Interestingly, we never witness a row where all values are completely missing. Further inspection on Wikipedia and the NMBS website reveal that there are no train rides on these dates for these stations. For example, *Baasrode-Zuid* & *Buda* only have train rides during the week and none in the weekend. Therefore, we will **impute every missing value with zero**.

In [None]:
# Impute missing values with zero
travelers_df['week'].fillna(0)
travelers_df['saturday'].fillna(0)
travelers_df['sunday'].fillna(0)

# Show
travelers_df.head()

In [None]:
# Create total travelers over the week
travelers_df["week_total"] = 5 * travelers_df["week"] + travelers_df["saturday"] + travelers_df["sunday"]

In [None]:
# Get weekend avg
travelers_df["weekend"] = (travelers_df["sunday"] + travelers_df["saturday"]) / float(2)

In [None]:
# Get avg travelers per day (including weekends)
travelers_df["avg_day"] = travelers_df["week_total"] / float(7)

In [None]:
# Check top 10 stations with highest number of travelers during the weekend
travelers_df.sort_values(by="week", ascending=False)[["Station", "week"]].head(10)

In [None]:
# Check top 10 stations with highest number of travelers during the week
travelers_df.sort_values(by="weekend", ascending=False)[["Station", "weekend"]].head(10)

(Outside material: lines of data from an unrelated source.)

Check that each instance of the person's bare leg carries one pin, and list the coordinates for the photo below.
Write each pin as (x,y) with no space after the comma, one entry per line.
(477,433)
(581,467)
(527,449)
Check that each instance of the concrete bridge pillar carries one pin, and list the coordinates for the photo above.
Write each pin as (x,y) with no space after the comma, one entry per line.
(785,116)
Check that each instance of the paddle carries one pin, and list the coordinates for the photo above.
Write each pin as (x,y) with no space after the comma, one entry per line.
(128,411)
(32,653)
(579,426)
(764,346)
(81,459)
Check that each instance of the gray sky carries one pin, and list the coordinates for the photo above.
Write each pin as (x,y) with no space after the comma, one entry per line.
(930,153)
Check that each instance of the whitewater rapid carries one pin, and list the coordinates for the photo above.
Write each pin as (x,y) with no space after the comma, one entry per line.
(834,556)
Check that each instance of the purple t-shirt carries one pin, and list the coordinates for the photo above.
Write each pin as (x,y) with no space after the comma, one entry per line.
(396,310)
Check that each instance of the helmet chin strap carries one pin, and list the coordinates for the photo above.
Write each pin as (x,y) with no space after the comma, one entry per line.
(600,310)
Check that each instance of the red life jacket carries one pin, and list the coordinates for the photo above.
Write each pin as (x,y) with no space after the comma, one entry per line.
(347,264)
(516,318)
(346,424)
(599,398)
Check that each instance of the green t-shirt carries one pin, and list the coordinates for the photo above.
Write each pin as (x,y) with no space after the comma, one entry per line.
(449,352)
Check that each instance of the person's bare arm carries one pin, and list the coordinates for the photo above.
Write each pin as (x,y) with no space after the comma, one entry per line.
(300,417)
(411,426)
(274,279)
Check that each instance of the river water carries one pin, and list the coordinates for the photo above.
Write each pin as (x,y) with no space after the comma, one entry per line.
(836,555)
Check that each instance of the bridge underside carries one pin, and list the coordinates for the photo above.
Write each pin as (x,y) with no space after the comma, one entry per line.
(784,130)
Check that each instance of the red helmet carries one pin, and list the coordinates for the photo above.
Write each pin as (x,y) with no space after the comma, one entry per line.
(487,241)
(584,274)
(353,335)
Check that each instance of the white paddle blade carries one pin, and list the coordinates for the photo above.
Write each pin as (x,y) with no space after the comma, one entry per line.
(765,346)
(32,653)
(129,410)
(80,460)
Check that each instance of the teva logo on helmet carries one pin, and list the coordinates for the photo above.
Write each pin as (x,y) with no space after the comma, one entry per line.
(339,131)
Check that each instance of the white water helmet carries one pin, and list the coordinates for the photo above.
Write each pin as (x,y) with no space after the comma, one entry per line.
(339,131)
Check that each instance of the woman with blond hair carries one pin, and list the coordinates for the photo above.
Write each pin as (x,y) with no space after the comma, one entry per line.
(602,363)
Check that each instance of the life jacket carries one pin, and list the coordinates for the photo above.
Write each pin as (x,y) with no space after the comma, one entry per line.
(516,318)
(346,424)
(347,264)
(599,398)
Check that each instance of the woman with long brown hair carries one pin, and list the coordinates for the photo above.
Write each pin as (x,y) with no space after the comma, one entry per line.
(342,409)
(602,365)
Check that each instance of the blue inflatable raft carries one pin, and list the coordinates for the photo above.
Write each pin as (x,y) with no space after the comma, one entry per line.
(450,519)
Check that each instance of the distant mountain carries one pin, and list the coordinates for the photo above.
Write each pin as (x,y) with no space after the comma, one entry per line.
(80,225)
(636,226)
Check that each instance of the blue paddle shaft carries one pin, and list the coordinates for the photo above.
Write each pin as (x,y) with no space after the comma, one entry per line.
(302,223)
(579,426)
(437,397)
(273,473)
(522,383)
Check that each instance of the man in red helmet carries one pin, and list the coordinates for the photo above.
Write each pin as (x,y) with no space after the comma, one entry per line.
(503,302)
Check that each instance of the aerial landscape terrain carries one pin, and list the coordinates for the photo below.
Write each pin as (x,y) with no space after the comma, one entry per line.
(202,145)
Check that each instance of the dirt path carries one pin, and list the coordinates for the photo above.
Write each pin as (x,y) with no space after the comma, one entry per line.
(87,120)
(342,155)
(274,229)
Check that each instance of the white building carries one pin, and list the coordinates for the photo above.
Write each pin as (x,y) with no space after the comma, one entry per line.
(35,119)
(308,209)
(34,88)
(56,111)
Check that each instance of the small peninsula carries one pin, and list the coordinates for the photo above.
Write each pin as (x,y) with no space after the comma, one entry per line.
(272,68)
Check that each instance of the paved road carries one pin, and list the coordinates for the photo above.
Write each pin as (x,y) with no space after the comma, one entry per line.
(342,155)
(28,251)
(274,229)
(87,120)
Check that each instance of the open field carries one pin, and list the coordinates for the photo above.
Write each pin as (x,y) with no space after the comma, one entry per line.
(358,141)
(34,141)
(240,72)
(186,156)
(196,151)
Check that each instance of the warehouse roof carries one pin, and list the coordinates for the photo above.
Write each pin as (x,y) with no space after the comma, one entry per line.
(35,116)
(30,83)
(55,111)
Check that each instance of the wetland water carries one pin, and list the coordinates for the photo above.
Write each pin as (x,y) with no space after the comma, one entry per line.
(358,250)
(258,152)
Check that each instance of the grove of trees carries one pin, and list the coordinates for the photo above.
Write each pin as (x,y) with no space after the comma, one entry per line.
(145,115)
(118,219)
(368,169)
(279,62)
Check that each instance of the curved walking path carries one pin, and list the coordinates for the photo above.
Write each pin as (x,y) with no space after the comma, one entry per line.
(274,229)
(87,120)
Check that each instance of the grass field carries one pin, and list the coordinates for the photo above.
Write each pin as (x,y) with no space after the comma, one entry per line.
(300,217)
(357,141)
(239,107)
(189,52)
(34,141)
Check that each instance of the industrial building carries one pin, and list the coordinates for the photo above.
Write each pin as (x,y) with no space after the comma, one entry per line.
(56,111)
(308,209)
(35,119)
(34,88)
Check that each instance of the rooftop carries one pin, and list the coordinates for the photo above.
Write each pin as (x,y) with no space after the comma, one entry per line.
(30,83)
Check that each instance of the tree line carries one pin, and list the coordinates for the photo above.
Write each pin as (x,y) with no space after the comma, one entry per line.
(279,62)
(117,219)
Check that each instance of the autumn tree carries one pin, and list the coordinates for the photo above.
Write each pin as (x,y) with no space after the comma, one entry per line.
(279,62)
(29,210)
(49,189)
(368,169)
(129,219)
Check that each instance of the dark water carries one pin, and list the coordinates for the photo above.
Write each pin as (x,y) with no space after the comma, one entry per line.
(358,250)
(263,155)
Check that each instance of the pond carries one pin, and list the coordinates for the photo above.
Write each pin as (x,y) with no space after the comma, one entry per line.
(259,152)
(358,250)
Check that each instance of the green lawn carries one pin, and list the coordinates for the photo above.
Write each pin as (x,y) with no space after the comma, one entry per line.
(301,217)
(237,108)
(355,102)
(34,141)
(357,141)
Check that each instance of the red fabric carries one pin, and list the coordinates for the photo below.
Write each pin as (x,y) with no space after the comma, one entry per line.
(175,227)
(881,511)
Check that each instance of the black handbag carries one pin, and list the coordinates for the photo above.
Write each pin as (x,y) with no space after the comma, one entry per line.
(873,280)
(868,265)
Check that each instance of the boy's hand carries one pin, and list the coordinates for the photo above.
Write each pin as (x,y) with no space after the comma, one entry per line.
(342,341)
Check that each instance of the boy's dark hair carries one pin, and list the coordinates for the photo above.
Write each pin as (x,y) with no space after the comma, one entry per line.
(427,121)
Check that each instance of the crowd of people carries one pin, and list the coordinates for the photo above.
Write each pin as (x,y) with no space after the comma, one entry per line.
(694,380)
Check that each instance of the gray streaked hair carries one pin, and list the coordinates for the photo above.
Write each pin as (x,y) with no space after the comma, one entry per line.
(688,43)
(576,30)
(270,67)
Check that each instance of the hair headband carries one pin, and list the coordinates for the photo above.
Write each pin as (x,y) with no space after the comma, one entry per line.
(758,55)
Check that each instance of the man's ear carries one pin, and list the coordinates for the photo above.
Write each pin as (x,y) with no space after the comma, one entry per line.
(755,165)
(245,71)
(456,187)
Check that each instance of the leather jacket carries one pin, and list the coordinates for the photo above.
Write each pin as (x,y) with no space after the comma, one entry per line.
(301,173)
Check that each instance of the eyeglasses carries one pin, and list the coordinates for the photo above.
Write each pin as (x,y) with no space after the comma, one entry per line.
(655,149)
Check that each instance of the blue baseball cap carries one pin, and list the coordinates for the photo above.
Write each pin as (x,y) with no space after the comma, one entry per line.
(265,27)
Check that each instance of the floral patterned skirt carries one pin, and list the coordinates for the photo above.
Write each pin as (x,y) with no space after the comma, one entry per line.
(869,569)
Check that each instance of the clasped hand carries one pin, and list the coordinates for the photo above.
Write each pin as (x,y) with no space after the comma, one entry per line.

Most remarkable differences are between Brussels Midi and Brussels North. **Brussels North** is in the middle of the business center, attracting many commuters during the week, while **Brussels Midi** is the most important international railway station of Belgium and thus attracts many tourists (mainly during the weekend). 

Also notice how **Antwerpen** and **Leuven** almost have equal travelers during the week and are **off by almost a factor of two** during the weekend. This could signify a more or less equal commute potential but a far greater touristic potential for Antwerp. However, both are educated guesses based on my personal knowledge about the country. Implementing this mathematically and on a larger scale requires **external data**!

Other explanations for the commute numbers may possible lay in the number of facilities provided by each station. As a proof of concept, we'll try to mathematically proof whether weekly commute numbers are linked to availabilty of free parking and/or tram stations **next week**.

## 5. Facilities

In [None]:
# Import facilities
facilities = pd.read_csv("./Data/facilities.csv")

# Show
facilities.head()

In [None]:
# Check number of missing values per variable
for col in facilities.columns:
    missings = len(facilities[col][facilities[col].isnull()]) / float(len(facilities))
    print(col, missings)

In [None]:
# Check data type of columns
facilities.dtypes

In [None]:
# Let's have a look at the sales_open_monday column
facilities[['sales_open_monday']]

In [None]:
# Change column to time object
facilities['sales_open_monday2'] = pd.to_datetime(facilities['sales_open_monday'].astype(str), format='%H:%M') - pd.to_datetime('00:00', format='%H:%M')

In [None]:
# For instance only use subset of 'late openers' (i.e. opened later than 8 AM)
late_openers = facilities[facilities['sales_open_monday2'] > pd.Timedelta(8,'h')]

In [None]:
# Show late openers on Monday
late_openers[['name', 'sales_open_monday']]

## Group Assignment

Although we haven't covered all the datasets of the assignment in this notebook, it already helps you to get started with the group assignment. Moreover, based on this week's course material you are already able to solve some of required subquestions found on Ufora.